(pd) Die grossrätliche Kommission für Bildung, Kultur und Sport (BKS) nimmt den Wirkungsbericht (2016–2021) zur Kulturförderung, der Kulturvermittlung und der Kulturpflege im Kanton Aargau positiv zur Kenntnis und anerkennt die Leistungen, die teilweise mit knapp bemessenen finanziellen Mitteln erfolgt sind.
Die Mitglieder der Kommission für Bildung, Kultur und Sport (BKS) waren sich einig, dass das Kulturkonzept (2017–2022) gemäss Wirkungsbericht erfolgreich umgesetzt wurde. Diesem Bericht ist neben vielen Analysen, Statistiken, Schlussfolgerungen und Empfehlungen zu entnehmen, dass die Aargauer Bevölkerung mit dem kulturellen Angebot zufrieden ist und Kulturinstitutionen wie zum Beispiel das Museum Aargau, das Aargauer Kunsthaus und das Stapferhaus Lenzburg bekannt sind; auch über die Kantonsgrenzen hinaus.

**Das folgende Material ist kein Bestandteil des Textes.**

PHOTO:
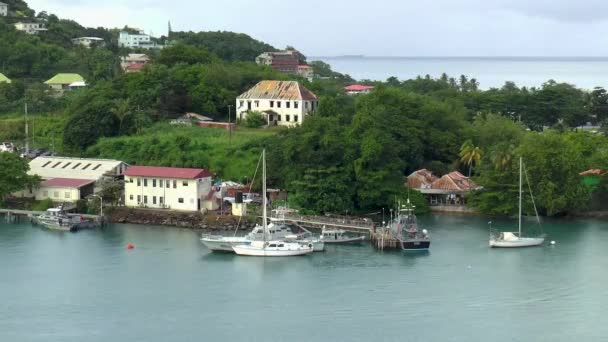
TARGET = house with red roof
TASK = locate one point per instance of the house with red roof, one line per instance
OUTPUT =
(283, 103)
(174, 188)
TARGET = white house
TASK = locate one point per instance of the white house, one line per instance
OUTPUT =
(167, 187)
(30, 28)
(141, 40)
(3, 9)
(89, 41)
(284, 103)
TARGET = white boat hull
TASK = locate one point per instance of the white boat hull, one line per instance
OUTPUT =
(223, 244)
(519, 242)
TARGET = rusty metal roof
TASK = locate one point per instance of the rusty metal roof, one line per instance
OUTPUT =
(278, 90)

Die Wirkung der Kulturförderung (Förderung durch das Aargauer Kuratorium, Förderung aus Swisslos-Fonds und Betriebsbeiträge an Kulturinstitutionen von mindestens kantonaler Ausstrahlung) bei den Kulturschaffenden und Kulturanbietenden ist gemäss dem Bericht gegeben.
Finanzielle Mittel
Bei der Diskussion über die finanziellen Mittel, die in den letzten Jahren für die Kultur im Kanton Aargau eingesetzt wurden beziehungsweise inskünftig eingesetzt werden sollen, lagen kontroverse Meinungen vor. Für einige Kommissionsmitglieder braucht es angesichts der steigenden Bevölkerungszahlen und der im Jahr 2015 im Kulturbereich erfolgten Sparmassnahmen wieder mehr finanzielle Mittel, um die Ziele zu erreichen, die im Kulturkonzept formuliert sind. Andere Kommissionsmitglieder vertraten die Meinung, dass die Zufriedenheit der Bevölkerung mit dem aktuellen kulturellen Angebot aufzeigt, dass die für die Kultur eingesetzten Mittel ausreichend sind.

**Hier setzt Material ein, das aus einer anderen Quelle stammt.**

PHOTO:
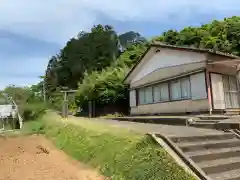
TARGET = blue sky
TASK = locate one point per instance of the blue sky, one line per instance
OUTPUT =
(31, 31)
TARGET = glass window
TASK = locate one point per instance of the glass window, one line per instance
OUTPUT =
(185, 88)
(157, 93)
(175, 90)
(233, 83)
(141, 94)
(164, 92)
(149, 95)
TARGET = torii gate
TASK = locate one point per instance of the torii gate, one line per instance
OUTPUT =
(9, 111)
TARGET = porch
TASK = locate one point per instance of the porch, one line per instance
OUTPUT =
(222, 81)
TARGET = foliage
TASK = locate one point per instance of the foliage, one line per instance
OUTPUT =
(29, 102)
(116, 152)
(107, 86)
(32, 111)
(22, 95)
(223, 36)
(90, 53)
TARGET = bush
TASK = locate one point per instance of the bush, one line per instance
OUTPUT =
(32, 111)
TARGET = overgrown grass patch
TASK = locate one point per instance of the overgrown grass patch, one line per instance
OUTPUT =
(116, 152)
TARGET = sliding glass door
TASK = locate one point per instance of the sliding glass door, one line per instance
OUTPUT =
(231, 91)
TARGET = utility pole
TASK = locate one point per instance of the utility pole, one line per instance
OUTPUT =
(44, 91)
(65, 102)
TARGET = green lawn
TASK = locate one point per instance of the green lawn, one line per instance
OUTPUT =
(115, 152)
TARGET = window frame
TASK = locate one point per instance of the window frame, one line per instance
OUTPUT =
(168, 84)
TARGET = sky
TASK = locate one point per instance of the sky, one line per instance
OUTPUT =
(31, 31)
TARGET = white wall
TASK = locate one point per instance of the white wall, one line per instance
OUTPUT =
(198, 86)
(132, 98)
(168, 58)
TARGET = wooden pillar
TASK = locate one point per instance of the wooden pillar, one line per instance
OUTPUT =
(209, 94)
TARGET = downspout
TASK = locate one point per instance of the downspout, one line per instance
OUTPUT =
(209, 94)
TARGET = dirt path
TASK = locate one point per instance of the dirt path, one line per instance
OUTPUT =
(35, 158)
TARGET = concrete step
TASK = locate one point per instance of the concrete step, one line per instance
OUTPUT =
(227, 175)
(220, 165)
(212, 154)
(210, 125)
(214, 144)
(212, 117)
(223, 136)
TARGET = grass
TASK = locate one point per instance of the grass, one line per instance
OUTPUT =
(115, 152)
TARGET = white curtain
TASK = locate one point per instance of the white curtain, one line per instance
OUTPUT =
(164, 92)
(141, 96)
(175, 90)
(185, 88)
(149, 95)
(157, 93)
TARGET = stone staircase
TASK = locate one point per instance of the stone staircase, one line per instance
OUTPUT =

Die im Wirkungsbericht enthaltenen Statistiken belegen, dass der Kanton Aargau bei den absoluten jährlichen Kulturausgaben pro Kanton an sechster Stelle und bei den Pro-Kopf-Ausgaben für die Kultur (Gesamtausgaben gemessen an der ständigen Wohnbevölkerung) im unteren Mittelfeld (21. Platz) der Kantone liegt. In der Kommission BKS ist entsprechend eine Diskussion darüber entstanden, mit welcher Statistik hinsichtlich kantonalen Kulturausgaben zu argumentieren sei.
Neues Kulturkonzept 2023–2028
Die Kommissionsmitglieder haben sich an ihrer Sitzung zudem mit dem neuen Kulturkonzept (2023–2028) auseinandergesetzt, das zum einen als strategischer Wegweiser für die Aargauer Kulturpolitik und -finanzierung der kommenden Jahre dient und zum anderen Transparenz über die kantonale Kulturfördertätigkeit schafft. In diesem Zusammenhang wurde der partizipative Prozess positiv hervorgehoben, der es den Kommissionsmitgliedern – als politisches Gremium – erlaubt hat, die entsprechenden Arbeiten zu begleiten.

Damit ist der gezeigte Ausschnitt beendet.